Pour le dire autrement, il s'agit de pulsion ontologique et c'est pourquoi le rapprochement entre la philosophie (métaphysique et métapoïetique) et la psychanalyse nous éclaire un peu mieux sur l'homme prisonnier d'une structure ontico-ontologique où le temps, l'espace et l'émotion vont constituer la triade  et le canevas autour desquels l'ÊTRE dans son unité, sa multiplicité et son devenir, va coudre de sa main habile et invisible, le patron, le modèle, le pattern de sa destinée.















dimanche 24 janvier 2016

Coupure, espace et temps... : le refoulement originaire.



  
   L'espace n'est que la projection de notre temps-émotion.


     Le temps est intimement intriqué avec notre émotion, et l'on peut dire que le temps commence, évolue dans ses multiples variations, qu'en se mêlant à l'émotion que le sujet humain déploie depuis son corps vers un point d'horizon autour duquel un espace peut se dessiner.


L'animal ne connait que ses besoins (instinctifs, de survie et de reproduction), et sa vie qui s'énonce autour du Besoin vital n'engendre que deux émotions primaires : la colère (pour mobiliser ses ressources et répondre à la menace) et le calme vers lequel il tend et dans lequel il se repose dès que sa survie est assurée. Ses rapports charnels ne sont pas si éloignés de la colère qu'il déploie à l'encontre de ses agresseurs. D'ailleurs le "ne pas se reproduire" équivaut à mettre, pour de nombreuses raisons, sa vie en péril. Ainsi, il n' y a pas d'espace pour l'animal parce qu'il n'y a pas de temps pour lui à proprement parler. Son espace est plutôt un territoire à trois dimensions, la quatrième (temporelle) lui manque. La colère ou le calme le prive d'anticipation, de regret ou de tristesse, l'enfermant dans un présent continu, une durée sans interruption, puisque le corps domine tout écoulement de ses pulsions sans différer ses satisfactions. Le corps est le présent continu, le substrat de toute temporalité, l'Aïon, "le principe de continuité".

L'Homme, lui qui tisse un lien avec autrui dont il dépend complètement dès sa prime et jeune enfance, connait le diktat de l'autre auquel se soumettre s'il veut survivre. Sa dépendance pour satisfaire ses besoins le conduira à se soumettre au règne du discours et des règles conventionnelles, convertissant son besoin en demande, demande qui subira  l'alternance de la sanction ou de la récompense de la part d'autrui.
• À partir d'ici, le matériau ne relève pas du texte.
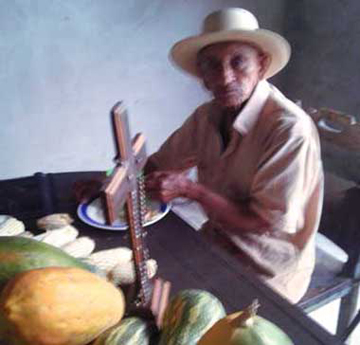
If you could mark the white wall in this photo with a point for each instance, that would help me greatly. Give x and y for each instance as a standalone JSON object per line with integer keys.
{"x": 63, "y": 65}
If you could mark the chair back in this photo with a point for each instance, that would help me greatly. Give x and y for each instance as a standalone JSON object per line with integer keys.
{"x": 340, "y": 144}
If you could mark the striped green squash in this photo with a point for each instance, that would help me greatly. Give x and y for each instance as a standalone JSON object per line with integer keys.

L'Emotion elle aussi, connaitra un premier clivage pour faire émerger après la colère et le  calme présidés par le "soma animal", la joie et la tristesse indexées à la réponse que pourra apporter  "l'autre" à nos demandes. L'ennui ou la mélancolie ou bien le dégoût ne seront que des déclinaisons de la tristesse de la même manière que toute joie sera liée au sentiment de fierté, celle qui naît de recevoir d'autrui la validation de notre demande.
Le temps est alors dévoyé de son présent continu, extrait de notre intériorité telle l'extase heideggérienne pour quitter l'Aïon et pour se fractionner dans la discontinuité du Chronos. L'expérience de la séparation ou de l'ambivalence inaugure  le morcellement temporel dans l'apparition de sa triade fragmentaire du temps mondain, à savoir du passé, du présent et du futur. L'Homme devient le "fauve de l'anticipation" et fait l'expérience du refoulement originaire : la conscience de sa finitude qui lui ouvre l'horizon du monde, sur le mode de sa mort à venir. Le règne de la discontinuité est la "projection émotio-temporelle" qui le sépare de son corps et qui devient annexé au monde des objets (dont l'autre fait aussi partie). C'est parce que l'Homme s'identifie aux objets et à ses semblables qu'il crée un rapport temporel sur le mode du temps et ekstatique.  Il en vient à considérer la mort de ses semblables et la perte de ses objets à sa fin personnelle alors que jamais il ne pourra vivre sa propre mort. Ce temps factice et construit autour de la relation objectale inscrit l'homme dans un dessein qui le soumet à un certain type d'émotions, de temps et d'espace. C'est ici que "l'aliénation" agit bien avant l'éruption du langage par lequel celle-ci connaîtra son acmé.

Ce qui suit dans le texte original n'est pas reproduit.